Des enquêtes effectuées, tant par des ONGs que par diverses institutions (rapport ANIT, Cour des Comptes Européennes, EFSA…) démontrent clairement les multiples défaillances,
incohérences, inégalités qui finissent par faire de ces transports des modèles de mauvaises pratiques.
Il est de la responsabilité des États, notamment européens, qui se flattent d’être les plus avancés en matière de bien-être animal, de vérifier la conformité des navires qui viennent dans leurs eaux, aux législations applicables, nationales, européennes ou internationales.
Cependant, ces navires ne sont que rarement contrôlés autrement que de façon documentaire, alors que, selon les critères du Memorandum de Paris sur les contrôles par l’État du Port, ces navires devraient être des cibles prioritaires pour les inspections.
Si c’était le cas, nombre d’entre eux seraient, au vue de leur état, détenus avec interdiction de prendre la mer.
Outre les conséquences pour les animaux, ces navires en très mauvais état présentent des risques certains pour la sécurité de la navigation, notamment pour des défauts de stabilité, mais sont aussi source de pollution – carcasses à la mer, moteurs anciens très consommateurs de fuel lourd marin – sans parler des conditions de travail indignes des équipages.
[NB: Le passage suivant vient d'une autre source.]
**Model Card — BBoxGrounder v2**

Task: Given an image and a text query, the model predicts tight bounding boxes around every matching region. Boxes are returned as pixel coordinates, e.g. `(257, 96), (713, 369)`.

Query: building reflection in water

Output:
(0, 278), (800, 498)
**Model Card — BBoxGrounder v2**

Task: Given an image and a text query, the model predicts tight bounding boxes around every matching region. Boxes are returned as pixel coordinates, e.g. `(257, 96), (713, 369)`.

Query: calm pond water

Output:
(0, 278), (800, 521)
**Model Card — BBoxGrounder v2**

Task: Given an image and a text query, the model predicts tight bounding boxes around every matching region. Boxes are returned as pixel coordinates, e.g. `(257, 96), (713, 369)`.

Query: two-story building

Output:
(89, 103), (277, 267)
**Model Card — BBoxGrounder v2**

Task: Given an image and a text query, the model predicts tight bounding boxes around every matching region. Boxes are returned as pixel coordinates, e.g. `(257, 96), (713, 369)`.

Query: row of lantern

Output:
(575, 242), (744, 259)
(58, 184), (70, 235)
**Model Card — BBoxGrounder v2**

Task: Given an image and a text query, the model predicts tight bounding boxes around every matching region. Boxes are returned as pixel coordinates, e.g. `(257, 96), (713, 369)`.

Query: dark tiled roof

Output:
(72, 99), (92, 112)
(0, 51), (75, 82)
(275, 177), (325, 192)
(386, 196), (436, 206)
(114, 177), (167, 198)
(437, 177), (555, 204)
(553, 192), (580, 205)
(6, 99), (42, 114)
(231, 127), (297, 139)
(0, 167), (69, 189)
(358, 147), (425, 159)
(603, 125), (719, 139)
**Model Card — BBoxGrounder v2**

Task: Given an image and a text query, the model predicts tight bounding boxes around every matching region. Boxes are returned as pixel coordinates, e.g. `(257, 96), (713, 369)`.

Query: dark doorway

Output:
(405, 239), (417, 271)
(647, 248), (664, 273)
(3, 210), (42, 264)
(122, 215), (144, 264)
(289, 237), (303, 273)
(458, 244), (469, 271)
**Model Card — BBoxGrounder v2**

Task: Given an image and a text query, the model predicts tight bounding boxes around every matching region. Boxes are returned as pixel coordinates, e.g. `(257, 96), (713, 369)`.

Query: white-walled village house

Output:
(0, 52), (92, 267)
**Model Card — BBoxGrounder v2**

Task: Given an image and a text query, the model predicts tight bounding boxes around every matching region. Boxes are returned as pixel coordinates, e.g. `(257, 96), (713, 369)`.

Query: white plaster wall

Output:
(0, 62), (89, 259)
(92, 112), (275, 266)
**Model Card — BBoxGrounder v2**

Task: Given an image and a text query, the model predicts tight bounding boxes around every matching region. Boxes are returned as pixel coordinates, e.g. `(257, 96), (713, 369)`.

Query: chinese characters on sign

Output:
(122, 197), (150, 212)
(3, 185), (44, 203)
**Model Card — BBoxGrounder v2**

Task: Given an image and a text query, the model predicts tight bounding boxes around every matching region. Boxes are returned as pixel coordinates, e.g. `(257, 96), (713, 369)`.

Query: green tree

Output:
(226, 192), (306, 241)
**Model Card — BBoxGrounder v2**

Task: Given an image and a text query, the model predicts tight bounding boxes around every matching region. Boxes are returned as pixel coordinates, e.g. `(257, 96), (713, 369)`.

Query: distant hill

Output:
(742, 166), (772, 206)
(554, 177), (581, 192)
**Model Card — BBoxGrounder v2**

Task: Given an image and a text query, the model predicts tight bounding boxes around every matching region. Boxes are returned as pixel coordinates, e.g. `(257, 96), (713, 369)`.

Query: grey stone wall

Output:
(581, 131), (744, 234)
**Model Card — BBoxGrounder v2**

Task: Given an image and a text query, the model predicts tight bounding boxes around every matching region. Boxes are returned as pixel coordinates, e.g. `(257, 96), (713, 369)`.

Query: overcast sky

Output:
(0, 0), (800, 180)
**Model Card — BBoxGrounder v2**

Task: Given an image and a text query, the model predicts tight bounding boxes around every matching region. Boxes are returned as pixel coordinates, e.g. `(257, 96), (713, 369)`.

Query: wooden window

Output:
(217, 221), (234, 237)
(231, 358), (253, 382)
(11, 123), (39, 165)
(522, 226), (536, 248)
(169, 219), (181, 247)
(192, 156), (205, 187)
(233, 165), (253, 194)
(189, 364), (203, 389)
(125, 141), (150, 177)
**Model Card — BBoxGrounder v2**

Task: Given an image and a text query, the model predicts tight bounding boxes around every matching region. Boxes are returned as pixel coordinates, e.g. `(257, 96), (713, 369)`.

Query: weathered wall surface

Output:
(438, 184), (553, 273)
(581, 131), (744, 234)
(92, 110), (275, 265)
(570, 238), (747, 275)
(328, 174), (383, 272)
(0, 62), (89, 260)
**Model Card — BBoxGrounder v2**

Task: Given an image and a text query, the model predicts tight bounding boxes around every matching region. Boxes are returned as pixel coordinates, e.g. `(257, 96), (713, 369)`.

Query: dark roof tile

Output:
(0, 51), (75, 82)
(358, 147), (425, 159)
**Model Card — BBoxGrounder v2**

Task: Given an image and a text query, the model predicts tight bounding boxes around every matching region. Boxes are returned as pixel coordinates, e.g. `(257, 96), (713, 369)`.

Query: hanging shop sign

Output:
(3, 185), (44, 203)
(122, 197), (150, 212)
Notre stratégie d’amélioration urgente
- Renforcer drastiquement les inspections de navire dans le cadre des contrôles de l’État du Port, relever les défaillances et appliquer les détentions nécessaires.
- Imposer de véritables contrôles vétérinaires avant l’embarquement et imposer la présence de vétérinaires à bord pendant le voyage, ou tout au moins la présence de convoyeurs ayant une expérience vétérinaire.
- Durcir les conditions d’agrément des navires, exiger une formation spécifique des équipages, installer des caméras à bord.
- Contrôler avant le départ la mention dans le carnet de route de la planification du voyage, prévisions météo, plan d’urgence.
- Interdire les voyages sous certaines conditions météos ou de navigation.
- Sanctionner pénalement les mauvais traitements faits aux animaux.
- Instaurer une véritable culture du bien-être animal dans les transports inspiré de la culture de la sécurité industrielle : indicateurs, retours d’expérience, base de données, bonnes pratiques, rapports RSE…
- Soutenir ces évolutions dans le cadre de la révision des normes européennes sur le bien-être animal dans le transport.
- Préparer à terme le remplacement des transports d’animaux vivants par le transport de carcasses par navires réfrigérés.